回复：请教解数学题。

Maybe smart guys can see the close form solution right away. Here is one way tackling this problem step by step. Let's forget about the ,000 and assume there are $20 in total. Since the minumal investment is $1, we assign $1 to each project. Now we have $16 left. We need to assign $16 to 4 projects, with the possibility of assign $0 to some projects.

Denote this number by f($16,4), where 16 represents money and 4 represents the number of projects. We now can use dynamic programming.

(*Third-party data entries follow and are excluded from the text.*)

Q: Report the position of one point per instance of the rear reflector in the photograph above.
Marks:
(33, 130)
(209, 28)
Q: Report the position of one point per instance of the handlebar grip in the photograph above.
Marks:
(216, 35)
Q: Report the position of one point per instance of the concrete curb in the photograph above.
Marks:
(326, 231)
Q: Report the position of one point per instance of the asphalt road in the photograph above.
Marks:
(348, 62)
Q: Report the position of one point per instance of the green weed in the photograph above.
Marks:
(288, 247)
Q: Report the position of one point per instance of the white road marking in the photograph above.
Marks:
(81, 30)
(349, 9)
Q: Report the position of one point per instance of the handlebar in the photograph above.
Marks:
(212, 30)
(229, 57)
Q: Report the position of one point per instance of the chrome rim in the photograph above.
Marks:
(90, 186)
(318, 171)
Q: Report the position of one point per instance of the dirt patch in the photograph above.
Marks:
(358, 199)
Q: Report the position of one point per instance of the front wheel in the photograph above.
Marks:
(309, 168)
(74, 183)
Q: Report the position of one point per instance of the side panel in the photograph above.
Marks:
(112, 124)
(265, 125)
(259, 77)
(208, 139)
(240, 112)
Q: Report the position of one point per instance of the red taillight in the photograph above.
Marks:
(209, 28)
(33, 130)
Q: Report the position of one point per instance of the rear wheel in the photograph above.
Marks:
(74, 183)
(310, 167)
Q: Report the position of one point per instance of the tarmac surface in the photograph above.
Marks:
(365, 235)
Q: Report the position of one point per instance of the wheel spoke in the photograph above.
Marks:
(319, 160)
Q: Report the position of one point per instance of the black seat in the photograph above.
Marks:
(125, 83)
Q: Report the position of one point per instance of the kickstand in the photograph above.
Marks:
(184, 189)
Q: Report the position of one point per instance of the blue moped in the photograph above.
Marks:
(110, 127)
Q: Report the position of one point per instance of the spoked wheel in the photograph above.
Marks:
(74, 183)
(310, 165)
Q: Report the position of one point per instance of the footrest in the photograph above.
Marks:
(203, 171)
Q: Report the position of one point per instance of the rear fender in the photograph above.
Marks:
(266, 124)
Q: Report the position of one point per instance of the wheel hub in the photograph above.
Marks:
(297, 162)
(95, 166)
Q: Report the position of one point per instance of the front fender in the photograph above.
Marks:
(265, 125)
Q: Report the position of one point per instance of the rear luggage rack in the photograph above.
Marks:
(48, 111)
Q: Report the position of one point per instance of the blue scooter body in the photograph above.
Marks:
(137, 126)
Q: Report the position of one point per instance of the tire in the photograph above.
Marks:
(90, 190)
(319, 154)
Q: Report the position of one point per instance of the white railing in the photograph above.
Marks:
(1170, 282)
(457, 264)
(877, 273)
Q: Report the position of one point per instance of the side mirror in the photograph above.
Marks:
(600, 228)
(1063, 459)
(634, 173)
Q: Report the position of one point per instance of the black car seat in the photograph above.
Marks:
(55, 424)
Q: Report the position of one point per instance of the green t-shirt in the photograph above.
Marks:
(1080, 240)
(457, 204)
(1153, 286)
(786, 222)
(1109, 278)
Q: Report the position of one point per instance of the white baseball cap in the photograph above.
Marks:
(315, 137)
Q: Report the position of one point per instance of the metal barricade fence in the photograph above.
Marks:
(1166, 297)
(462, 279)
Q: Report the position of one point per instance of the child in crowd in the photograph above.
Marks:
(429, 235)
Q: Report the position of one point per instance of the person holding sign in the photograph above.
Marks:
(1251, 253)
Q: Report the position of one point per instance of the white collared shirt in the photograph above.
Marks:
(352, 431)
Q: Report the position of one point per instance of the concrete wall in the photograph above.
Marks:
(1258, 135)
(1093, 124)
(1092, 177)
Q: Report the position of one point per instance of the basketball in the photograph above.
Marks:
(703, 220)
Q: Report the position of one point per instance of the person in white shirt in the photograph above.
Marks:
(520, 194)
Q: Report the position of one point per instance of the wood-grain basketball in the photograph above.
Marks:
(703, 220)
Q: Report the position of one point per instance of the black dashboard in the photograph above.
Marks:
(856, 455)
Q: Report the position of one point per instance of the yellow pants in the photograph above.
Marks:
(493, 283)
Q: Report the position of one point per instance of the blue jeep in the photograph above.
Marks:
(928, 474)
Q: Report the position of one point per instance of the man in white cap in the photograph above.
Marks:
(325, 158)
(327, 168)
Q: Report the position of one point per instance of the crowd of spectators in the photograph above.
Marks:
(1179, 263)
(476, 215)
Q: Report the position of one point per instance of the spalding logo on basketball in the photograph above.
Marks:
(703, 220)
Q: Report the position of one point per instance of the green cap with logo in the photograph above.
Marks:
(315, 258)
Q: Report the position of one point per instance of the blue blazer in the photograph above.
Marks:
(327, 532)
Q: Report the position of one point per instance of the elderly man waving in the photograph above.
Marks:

It is easy to see that f($n,1)=0, f($n, 2)=n+1, and f($n, 3)=f($n,2)+f($n-1,2)+...+f($1,2)+f($0,2)=(n+1)+n+...+2+1=(n*n+3n+2)/2.

Thus, f($n,4)=f($n,3)+f($n-1,3)+...+f($0,3)=[(n*n+3n+2)+...+(1*1+3*1+2)+(0*0+3*0+2)]/2.

The answer to your first question is f($16,4)= HALF OF (16*16+...+1*1)+3*(16+...+1)+17*2.

The answer to your second question is f($16, 5), in which there is a dummy project absorbing the rest money. Of course, you need one more step of recursion.

Does anyone have a better solution procedure?